No human infections with these viruses have been detected at this time, however similar viruses have infected people in other countries and caused serious illness and death in some cases. While the public health risk posed by these domestic HPAI outbreaks is considered low at this time, it is possible that human infections with these viruses may occur.

People working with poultry flocks and responding to these outbreaks are at the highest risk of infection, since

[m]ost human infections with avian influenza viruses have occurred after close and prolonged contact with infected birds or the excretions/secretions of infected birds (e.g., droppings, oral fluids). CDC has posted guidance for clinicians and public health professionals, and is working with state health departments and animal health colleagues to minimize public health risk.

As reported by Reuters, State health officials in Minnesota, where 46 flocks have tested positive for the virus, have been

expediting prescriptions for the antiviral drug Tamiflu for farm workers and others who have been in direct contact with infected flocks . . .  follow[ing] recommendations from the U.S. Centers for Disease Control and Prevention (CDC).

Several states, including Wisconsin and Minnesota have declared a state of emergency.
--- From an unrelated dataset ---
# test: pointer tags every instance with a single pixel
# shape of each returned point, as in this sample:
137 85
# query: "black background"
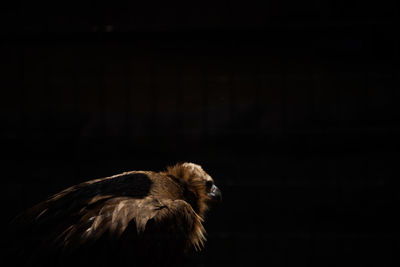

State and federal animal health officials have worked closely with poultry farmers for decades developing plans to respond to outbreaks involving highly contagious diseases including highly pathogenic avian influenza. A coordinated response to this outbreak, described by USDA, requires intense cooperation to implement the following steps:

Quarantine – restricting movement of poultry and poultry-moving equipment into and out of the control area;

Eradicate – humanely euthanizing the affected flock(s);

Monitor region – testing wild and domestic birds in a broad area around the quarantine area;

Disinfect – kills the virus in the affected flock locations; and

Test – confirming that the poultry farm is AI virus-free.

The fact that the virus has continued to spread, despite these efforts, is proof that biosecurity plans must be narrowly tailored for the sectors they are intended to protect, and should be rigorously implemented.

But even the best biosecurity plans cannot prevent all outbreaks, especially when infectious diseases are spread by wild animals.

My thoughts are with the farmers and our animal health first responders battling to protect flocks and squelch the spread of this virus.